Benzoin resin /ˈbɛnzoʊ-.ᵻn/ or benzoin, or benjamin (corrupted pronunciation) is a balsamic resin obtained from the bark of several species of trees in the genus Styrax. It is used in perfumes and some kinds of incense and as a flavoring and medicine (see tincture of benzoin). It is distinct from the chemical compound benzoin, which is ultimately derived chemically from benzoin resin; the primary active ingredient of benzoin resin is actually benzoic acid, not benzoin.

Benzoin is sometimes called gum benzoin or gum benjamin, and in India Sambrani or loban, though loban is, via Arabic lubān, a generic term for frankincense-type incense, e.g., fragrant tree resin. The syllable "benz" ultimately derives from the Arabic lubān jāwī (لبان جاوي, "frankincense from Java"). (mid 16th century: from French benjoin, based on Arabic lubānjāwī ‘incense of Java’.)

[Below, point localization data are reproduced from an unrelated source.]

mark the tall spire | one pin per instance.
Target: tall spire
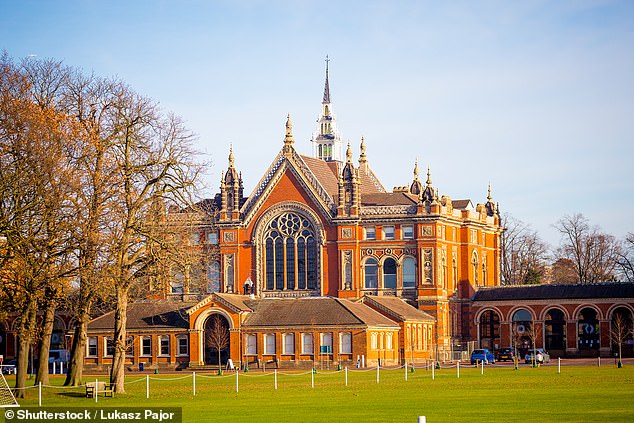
(326, 86)
(327, 143)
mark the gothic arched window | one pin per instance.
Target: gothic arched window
(389, 273)
(290, 253)
(409, 273)
(370, 270)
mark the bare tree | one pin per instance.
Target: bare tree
(523, 253)
(217, 337)
(155, 162)
(593, 253)
(620, 331)
(625, 261)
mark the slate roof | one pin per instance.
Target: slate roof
(544, 292)
(389, 199)
(148, 315)
(312, 311)
(398, 308)
(328, 175)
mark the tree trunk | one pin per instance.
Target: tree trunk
(25, 337)
(76, 363)
(117, 375)
(45, 343)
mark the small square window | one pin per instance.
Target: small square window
(109, 347)
(183, 345)
(146, 346)
(92, 346)
(165, 345)
(212, 237)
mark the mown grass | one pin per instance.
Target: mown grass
(578, 394)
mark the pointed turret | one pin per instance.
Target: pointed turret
(231, 190)
(349, 196)
(363, 158)
(417, 187)
(428, 194)
(289, 141)
(327, 144)
(490, 206)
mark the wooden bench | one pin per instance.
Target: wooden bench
(102, 387)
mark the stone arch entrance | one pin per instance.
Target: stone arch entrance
(216, 340)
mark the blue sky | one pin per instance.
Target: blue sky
(536, 97)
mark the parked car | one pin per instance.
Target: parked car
(482, 355)
(542, 356)
(505, 354)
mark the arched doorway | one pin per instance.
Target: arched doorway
(523, 331)
(588, 332)
(216, 340)
(489, 330)
(555, 332)
(621, 332)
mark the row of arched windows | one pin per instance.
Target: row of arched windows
(384, 275)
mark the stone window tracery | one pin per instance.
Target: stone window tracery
(290, 254)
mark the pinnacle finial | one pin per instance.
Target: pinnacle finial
(327, 85)
(288, 139)
(231, 158)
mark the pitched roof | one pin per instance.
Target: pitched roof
(148, 315)
(542, 292)
(312, 311)
(398, 308)
(327, 173)
(389, 199)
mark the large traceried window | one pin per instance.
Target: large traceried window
(290, 253)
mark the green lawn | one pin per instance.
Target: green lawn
(579, 393)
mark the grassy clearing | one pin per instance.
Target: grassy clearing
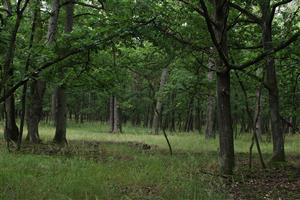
(118, 169)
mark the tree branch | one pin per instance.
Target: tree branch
(263, 55)
(212, 34)
(250, 15)
(276, 5)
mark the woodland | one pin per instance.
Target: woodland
(149, 99)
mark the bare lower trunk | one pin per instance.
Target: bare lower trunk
(114, 115)
(258, 121)
(158, 107)
(34, 109)
(276, 124)
(60, 113)
(60, 95)
(227, 160)
(211, 105)
(11, 132)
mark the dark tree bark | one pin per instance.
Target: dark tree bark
(34, 110)
(11, 131)
(59, 93)
(211, 106)
(158, 107)
(218, 34)
(37, 87)
(114, 115)
(271, 81)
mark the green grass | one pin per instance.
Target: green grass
(126, 172)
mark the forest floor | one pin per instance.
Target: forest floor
(137, 165)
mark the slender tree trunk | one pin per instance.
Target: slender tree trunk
(34, 111)
(158, 107)
(59, 93)
(276, 124)
(227, 160)
(37, 87)
(114, 115)
(258, 121)
(211, 107)
(11, 131)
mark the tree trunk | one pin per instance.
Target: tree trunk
(59, 94)
(35, 108)
(114, 115)
(276, 124)
(60, 114)
(37, 87)
(11, 131)
(211, 105)
(227, 159)
(258, 125)
(158, 107)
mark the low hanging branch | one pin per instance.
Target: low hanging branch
(253, 122)
(97, 44)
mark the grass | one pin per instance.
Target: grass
(120, 170)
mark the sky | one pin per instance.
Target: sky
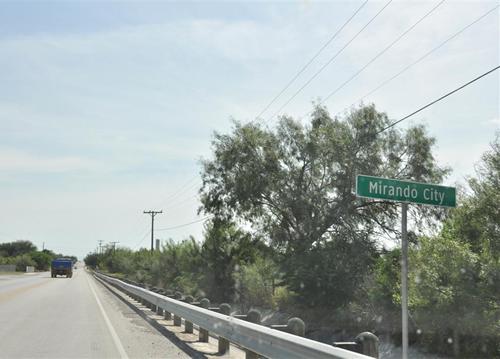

Benzoin is also called storax, not to be confused with the balsam of the same name obtained from the Altingiaceae family.

Benzoin resin is a common ingredient in incense-making and perfumery because of its sweet vanilla-like aroma and fixative properties. Gum benzoin is a major component of the type of church incense used in Russia and some other Eastern Orthodox Christian societies, as well as Latin Catholic churches. Benzoin is used in the Arabian Peninsula and Hindu temples of India, where it is burned on charcoal as an incense. It is also used in the production of Bakhoor (Arabic بخور - scented wood chips) as well as various mixed resin incense in the Arab countries and the Horn of Africa. Benzoin is also used in blended types of Japanese incense, Indian incense, Chinese incense (known as Anxi xiang; 安息香), and Papier d'Arménie as well as incense sticks.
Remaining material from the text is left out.